# Shenzi slight redesign



## Gavrill (May 2, 2011)

Name: Shenzi 
Age: 19
Sex: Female (can be drawn male, this is kinda rare though. normally is seen "genderless", with no bits and no boobs.)
Species: Spotted hyena 
Height: 5'9"
Weight: 140 lbs

Appearance: Spotty. Has a mane that goes down to between her shoulders that she styles into various hairstyles. Hyena-like (instead of giant and fluffy) tail. Spots are like a hyena's or cheetah's, not like a giraffe's. Plantigrade. 
Hair n fur: Covered, I think.
Markings: Chocolate-colored fur around the mouth and spots are the same color. Black mane, ears, and tail. Cream colored underside. 
Eye color: Gold
Other feature: Glasses, black pawpads/nose. Four toes, five fingers. 

Behavior: Silly, naive, curious, eccentric, affectionate. She loves to have fun and make friends, even at the cost of her own time and money. She wants to see people happy.

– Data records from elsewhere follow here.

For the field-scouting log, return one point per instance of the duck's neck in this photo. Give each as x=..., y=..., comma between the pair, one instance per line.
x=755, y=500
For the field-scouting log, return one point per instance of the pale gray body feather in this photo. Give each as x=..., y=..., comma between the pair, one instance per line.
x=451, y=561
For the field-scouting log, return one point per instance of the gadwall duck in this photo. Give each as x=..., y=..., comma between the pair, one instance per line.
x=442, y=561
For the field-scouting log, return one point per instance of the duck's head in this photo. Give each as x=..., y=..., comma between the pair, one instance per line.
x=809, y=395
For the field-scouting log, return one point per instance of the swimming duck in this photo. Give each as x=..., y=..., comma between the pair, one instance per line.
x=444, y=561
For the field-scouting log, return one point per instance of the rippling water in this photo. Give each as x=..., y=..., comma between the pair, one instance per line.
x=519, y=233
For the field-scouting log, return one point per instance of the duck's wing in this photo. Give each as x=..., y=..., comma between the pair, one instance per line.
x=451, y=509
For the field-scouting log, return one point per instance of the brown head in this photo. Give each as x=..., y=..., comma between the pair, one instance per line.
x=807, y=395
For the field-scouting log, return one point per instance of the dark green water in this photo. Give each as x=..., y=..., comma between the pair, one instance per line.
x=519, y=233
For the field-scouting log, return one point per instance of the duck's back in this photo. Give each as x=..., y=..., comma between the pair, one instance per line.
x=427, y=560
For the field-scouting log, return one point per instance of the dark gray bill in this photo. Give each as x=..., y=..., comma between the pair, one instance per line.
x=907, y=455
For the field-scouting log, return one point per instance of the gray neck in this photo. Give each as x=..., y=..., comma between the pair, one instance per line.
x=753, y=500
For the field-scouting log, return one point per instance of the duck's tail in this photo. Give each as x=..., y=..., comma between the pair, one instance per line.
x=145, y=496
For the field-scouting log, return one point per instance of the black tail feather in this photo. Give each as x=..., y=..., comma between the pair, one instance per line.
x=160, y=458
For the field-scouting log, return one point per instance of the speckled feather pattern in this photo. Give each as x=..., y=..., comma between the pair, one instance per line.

She can be lazy, unmotivated, or a complete space cadet.

Skills: Knows a lot of stupid trivia, eats every part of her meals, isn't completely blind without her glasses.
Weaknesses: Cheese and meat. _Pleasepleasepleaseplease aaaa so hungry ;~;_

Likes: Cheese, meat (especially pork), rum, Pokemon, food in general, reading about "Believe it or not" type stuff, pets
Dislikes: Being sad, any sort of abuse, her DS battery running low (the world will implode)

History: I derped her out and now Shenzi is derping around the internet, flirting with little girls and eating all yo snacks.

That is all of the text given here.